Angst ist etwas Natürliches, eine Phobie aber ist die Extremform davon und oft irrational. Betroffene wissen meist selbst nicht, warum sie etwa in Panik geraten, wenn sie in engen Räumen sind oder Krabbeltiere sehen. Eine Expertin gibt Antworten auf die grundlegenden Fragen.
Phobien sind intensive und anhaltende Angstzustände, die durch spezifische Objekte, Situationen oder Aktivitäten ausgelöst werden. Was genau, kann sehr vielfältig sein: „Es gibt nichts, was es nicht gibt“, sagt Prof. Petra Beschoner. Sie ist Fachärztin für Psychiatrie, Psychotherapie und Psychosomatische Medizin und ärztliche Leiterin der Akutklinik Bad Saulgau in Baden-Württemberg.
Bekanntere Formen der Phobie sind Akrophobie, auch Höhenangst genannt, soziale Phobie (Angst vor zwischenmenschlichen Kontakten), Aviophobie (Flugangst) oder Arachnophobie (Angst vor Spinnen). Aber auch Spritzen, enge Räume oder das Überqueren von Brücken können starke Ängste auslösen. Menschen, die sich davor fürchten, das Haus zu verlassen oder sich in Menschenmengen aufzuhalten, leiden mitunter an einer Agoraphobie.

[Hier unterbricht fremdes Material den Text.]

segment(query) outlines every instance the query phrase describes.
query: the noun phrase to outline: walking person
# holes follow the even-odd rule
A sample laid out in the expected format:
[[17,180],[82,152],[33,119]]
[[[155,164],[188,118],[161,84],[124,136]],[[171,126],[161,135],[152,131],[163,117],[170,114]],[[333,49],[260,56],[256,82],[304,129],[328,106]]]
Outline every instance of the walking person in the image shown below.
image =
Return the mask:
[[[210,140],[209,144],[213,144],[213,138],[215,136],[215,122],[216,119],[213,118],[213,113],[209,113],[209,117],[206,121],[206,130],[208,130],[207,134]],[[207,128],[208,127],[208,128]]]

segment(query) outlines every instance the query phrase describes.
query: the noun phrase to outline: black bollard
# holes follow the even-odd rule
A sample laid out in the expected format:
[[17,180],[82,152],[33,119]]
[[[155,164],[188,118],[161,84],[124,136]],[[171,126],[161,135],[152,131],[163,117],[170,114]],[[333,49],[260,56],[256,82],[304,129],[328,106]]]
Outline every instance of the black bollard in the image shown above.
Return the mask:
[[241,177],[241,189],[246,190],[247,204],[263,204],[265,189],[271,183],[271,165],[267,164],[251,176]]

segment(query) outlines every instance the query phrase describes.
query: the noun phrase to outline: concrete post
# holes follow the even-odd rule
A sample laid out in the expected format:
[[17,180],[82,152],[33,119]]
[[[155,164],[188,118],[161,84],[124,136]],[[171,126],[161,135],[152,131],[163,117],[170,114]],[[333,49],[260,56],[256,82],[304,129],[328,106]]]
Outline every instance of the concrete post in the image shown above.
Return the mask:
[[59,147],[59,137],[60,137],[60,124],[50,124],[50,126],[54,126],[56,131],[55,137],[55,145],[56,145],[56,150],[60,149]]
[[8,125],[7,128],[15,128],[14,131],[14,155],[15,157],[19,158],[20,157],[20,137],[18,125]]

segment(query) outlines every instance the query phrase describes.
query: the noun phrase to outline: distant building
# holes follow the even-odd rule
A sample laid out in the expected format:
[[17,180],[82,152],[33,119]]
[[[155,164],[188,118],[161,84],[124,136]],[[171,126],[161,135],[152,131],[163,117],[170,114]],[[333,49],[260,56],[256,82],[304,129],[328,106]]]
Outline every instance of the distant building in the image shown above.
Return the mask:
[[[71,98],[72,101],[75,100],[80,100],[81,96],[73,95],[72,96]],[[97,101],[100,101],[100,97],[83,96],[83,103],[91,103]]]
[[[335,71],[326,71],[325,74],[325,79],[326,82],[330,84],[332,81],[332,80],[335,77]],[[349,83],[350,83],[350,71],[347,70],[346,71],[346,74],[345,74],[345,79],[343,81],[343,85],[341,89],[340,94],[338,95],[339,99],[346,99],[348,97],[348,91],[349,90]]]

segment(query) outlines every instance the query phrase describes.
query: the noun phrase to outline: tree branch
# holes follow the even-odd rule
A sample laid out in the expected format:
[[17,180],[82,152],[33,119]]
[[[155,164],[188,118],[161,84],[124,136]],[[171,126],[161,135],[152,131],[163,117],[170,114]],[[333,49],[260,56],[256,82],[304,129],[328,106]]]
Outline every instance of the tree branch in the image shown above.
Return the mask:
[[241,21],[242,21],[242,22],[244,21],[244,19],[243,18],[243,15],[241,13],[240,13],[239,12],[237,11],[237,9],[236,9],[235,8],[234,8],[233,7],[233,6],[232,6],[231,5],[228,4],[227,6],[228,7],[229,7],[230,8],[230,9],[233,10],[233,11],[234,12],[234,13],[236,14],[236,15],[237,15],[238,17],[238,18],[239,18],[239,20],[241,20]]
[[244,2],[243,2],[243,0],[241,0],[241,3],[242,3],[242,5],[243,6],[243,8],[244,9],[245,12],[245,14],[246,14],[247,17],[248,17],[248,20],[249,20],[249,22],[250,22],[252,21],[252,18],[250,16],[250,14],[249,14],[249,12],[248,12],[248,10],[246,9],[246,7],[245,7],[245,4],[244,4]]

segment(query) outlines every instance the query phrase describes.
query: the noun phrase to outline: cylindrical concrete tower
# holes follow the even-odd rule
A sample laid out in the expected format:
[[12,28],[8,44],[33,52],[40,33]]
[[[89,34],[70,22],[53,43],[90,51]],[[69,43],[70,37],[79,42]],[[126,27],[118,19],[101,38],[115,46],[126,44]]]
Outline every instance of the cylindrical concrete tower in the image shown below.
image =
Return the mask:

Die genauen Ursachen von Phobien sind nicht vollständig geklärt, aber es wird angenommen, dass sowohl genetische als auch Umweltfaktoren eine Rolle spielen. Häufig entwickeln sich Phobien in der Kindheit oder Jugend und können durch traumatische Ereignisse oder das Erlernen von Ängsten durch Beobachtung, etwa von Eltern oder Geschwistern, entstehen.
Typische Symptome einer Phobie sind intensive Angst oder Panik, die beim Kontakt mit dem Auslöser auftritt. Dies kann zu körperlichen Reaktionen wie Herzklopfen, Schweißausbrüchen, Zittern oder Atembeschwerden führen.
Oft versuchen Betroffene, die angstauslösenden Situationen zu vermeiden, was zu erheblichen Einschränkungen im Alltag führen kann.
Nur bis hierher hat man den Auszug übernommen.